Coastal flooding linked to climate change could cost trillions of dollars and affect hundreds of millions of people in the U.S. and around the world by the end of the century, a study published Thursday suggests.
In fact, researchers found that coastal flooding events could threaten assets worth up to $14.2 trillion worldwide, which is one-fifth of the global gross domestic product.
This will occur unless measures are taken to reduce the greenhouse gas emissions that lead to global warming – or coastal defenses are constructed to stop the flooding.
“A warming climate is driving sea-level rise because water expands as it warms, and glaciers are melting," lead author and University of Melbourne PhD candidate Ebru Kirezci said in a statement. "Climate change is also increasing the frequency of extreme seas, which will further increase the risk of flooding.”
Floods that occur once every 100 years could now occur once every 10 years in 2100, the research showed, mainly as a result of sea-level rise.
“What the data and our model is saying is that compared with now, what we see as a 1-in-100-year extreme flood event will be 10 times more frequent because of climate change,” Kirezci said.
The authors also suggest that the global population exposed to coastal flooding could be up to 287 million by 2100, which is 4.1% of the world's population.
The areas predicted to be most impacted by flooding are portions of the eastern U.S., northwest Europe, southeast and east Asia, and northern Australia, according to the new research.
In the U.S., the coasts of North Carolina, Virginia and Maryland are most at risk, the study found.
Researchers combined data on global sea levels during extreme storms with projections of sea-level rises under different greenhouse-gas emission scenarios. The analysis is based on a climate scenario where carbon dioxide concentrations in the atmosphere continue to rise rapidly.
“We are attempting to understand the magnitude of the global scale impacts of future coastal flooding,” Ian Young, a professor at the University of Melbourne and an author of the study, told CNBC.
“Globally we need to understand that changes of this nature will occur by 2100 and we need to plan how we are going to respond,” he said.
The study admitted that in many locations, coastal defenses are commonly deployed and by 2100, "it is expected that adaptation and specifically hard protection will be widespread, hence these estimates need to be seen as illustrations of the scale of adaptation needed to offset risk."

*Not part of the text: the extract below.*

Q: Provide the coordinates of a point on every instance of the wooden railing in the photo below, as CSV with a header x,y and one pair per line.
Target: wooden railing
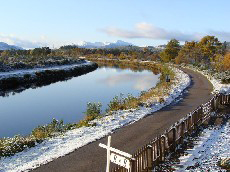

But not all areas can adapt: “Our research shows that large parts of communities residing in low-lying coastal areas are at risk of being devastated so we need urgent action. Vulnerable areas need to start building coastal defenses, we need to increase our preparedness, and we need to be following strategies to mitigate climate change,” Kirezci said.
The study appeared in the peer-reviewed British journal Scientific Reports.